Unintentionally losing 19 months of the term

This week, we were working on a small (six tenant) retail acquisition. There were only two different “standard” lease forms in place at this center, but each of the leases had very significant changes to the lease.

One of the ways these leases were so different from each other was in the definition of the term of the lease. Several defined the Commencement Date as the date of the lease and then a Rent Commencement Date as the earlier of opening or the Commencement Date plus xxx days. Others did not define a Commencement Date but defined a Rent Commencement Date only.

Lease Year definitions also varied – some defined from the Commencement Date while other defined from the Rent Commencement Date.

There were numerous changes. One defined rents as increasing each Lease Year, with Lease Year defined as from the Rent Commencement Date.

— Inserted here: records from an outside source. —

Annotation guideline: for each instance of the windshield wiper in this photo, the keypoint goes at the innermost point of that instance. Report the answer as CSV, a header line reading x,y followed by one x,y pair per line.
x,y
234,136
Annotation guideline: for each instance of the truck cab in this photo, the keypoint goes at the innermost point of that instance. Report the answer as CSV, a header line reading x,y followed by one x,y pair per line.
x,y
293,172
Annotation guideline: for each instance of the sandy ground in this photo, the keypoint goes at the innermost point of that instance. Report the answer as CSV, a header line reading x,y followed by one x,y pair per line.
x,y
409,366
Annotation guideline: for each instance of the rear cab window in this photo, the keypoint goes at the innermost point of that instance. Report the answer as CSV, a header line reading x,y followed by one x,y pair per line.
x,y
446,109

In this case, the Rent Commencement Date was 5/24/15. The Lease Year was ultimately 6/1-5/31. However, the Offering Memorandum reflected the rent as increasing on 8/1. Why? The seller had inadvertently used 8/1 because the tenant had been granted a 60 day rent abatement at the beginning of the term. 60 days from the Rent Commencement Date. That abatement did not change the Rent Commencement Date and did not change the definition of Lease Year. A two month (every year) acceleration of rent bumps.

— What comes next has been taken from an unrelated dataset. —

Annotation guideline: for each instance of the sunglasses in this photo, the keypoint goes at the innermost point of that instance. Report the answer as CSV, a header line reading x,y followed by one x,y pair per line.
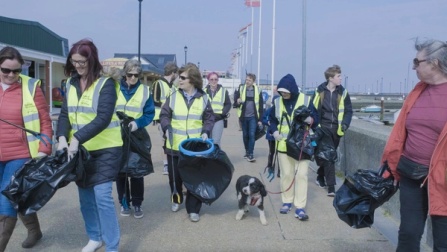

But, out bigger issue was another lease executed 4/24/14, which happened to be the defined Commencement Date. Lease Year was also measured from this Commencement Date – so the first Lease Year was 4/24/14-4/30/15. However, the Rent Commencement Date was ultimately not until 11/24/15. The Term was defined as 10 Lease Years from the Commencement Date. The seller had inadvertently measured from the Rent Commencement Date (both the Lease Year and the Term). The seller was, therefore, presenting the Term as 11/24/15-11/30/25. However, the reality was that the Term actually ran from 4/24/14-4/30/24 – a difference of 19 months!!!

I would venture to guess that the intent was the seller’s presentation. However, without a letter agreement or amendment, the buyer can only count on a Term ending 4/30/24, not 11/30/25.

One funny (to someone who appreciates lease language) was that the bump date of minimum rent did not change. While the term was measured from the Commencement Date and by Lease Year, the rental periods were defined by “Years” from the Rent Commencement Date.

All of these problems were clearly unintentional. But, unintentional or not, lease language has consequences.